Power steering pump 1 with reservoir is mounted on the engine and is driven through a pulley by a V-belt from a pulley located at the front end of the crankshaft

The pulley 1 of the pump is fixed on the shaft 6 with an expanding conical sleeve 30, a key and a nut.

The pump is a vane type, double-acting, i.e. for one revolution of the pump shaft, two complete suction cycles and two discharge cycles are performed.

The rotor 9 of the pump has grooves in which the blades 14 move.

The rotor is splined on pump shaft 6; landing of the rotor on the splines is free.

ZIL-131 power steering pump

The position of the stator 8 relative to the pump housing 3 must be such that the direction of the arrow on the stator coincides with the direction of rotation of the pump shaft.

The pump blades must move in the grooves of the rotor without jamming.

When the pump shaft rotates, the vanes are pressed against the curved surface of the stator under the action of centrifugal force and oil pressure.

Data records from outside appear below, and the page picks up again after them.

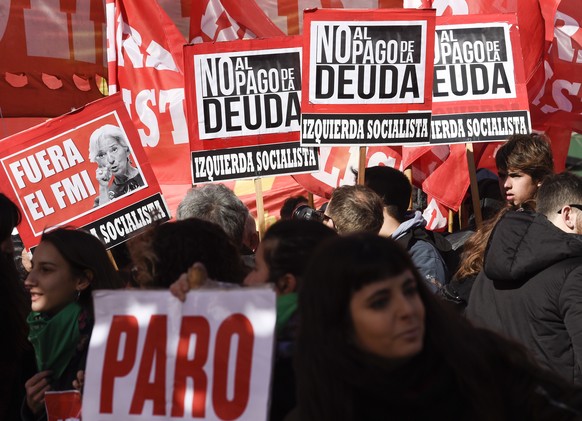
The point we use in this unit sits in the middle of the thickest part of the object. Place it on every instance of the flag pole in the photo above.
(260, 206)
(408, 174)
(474, 186)
(362, 165)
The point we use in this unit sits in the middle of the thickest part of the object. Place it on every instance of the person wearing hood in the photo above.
(407, 227)
(530, 288)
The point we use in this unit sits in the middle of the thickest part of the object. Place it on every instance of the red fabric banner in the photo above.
(144, 50)
(52, 57)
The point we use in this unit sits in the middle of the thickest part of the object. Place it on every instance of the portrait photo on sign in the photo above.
(117, 172)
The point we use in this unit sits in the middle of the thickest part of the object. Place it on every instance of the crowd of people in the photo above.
(377, 317)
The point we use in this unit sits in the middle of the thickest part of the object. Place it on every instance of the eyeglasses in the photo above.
(579, 207)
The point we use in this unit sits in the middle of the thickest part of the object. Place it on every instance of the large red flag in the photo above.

In the suction cavities, oil enters the space between the blades, and then, when the rotor rotates, it is displaced into the discharge cavity.

The end surfaces of the body and the distribution disc are carefully ground.

The presence of nicks, burrs, etc. on them, as well as on the rotor, stator and blades, is unacceptable.

A tank 19 for oil is installed on the pump, closed with a lid 23, which is tightened with a wing nut 25.

Under the wing nut there is a washer 24 and a rubber ring 26, which, together with the rubber gasket 20, seal the inner cavity of the tank.

A breather 22 is screwed into the lid of the tank to limit the pressure inside the tank.

All the oil returning from the hydraulic booster to the pump passes through the strainer 2 located inside the tank.

A bypass valve 12 is provided in case of clogging of the filter.

In addition, a filler strainer 21 is installed in the tank.

The pump has two valves located in the cover 11 of the pump.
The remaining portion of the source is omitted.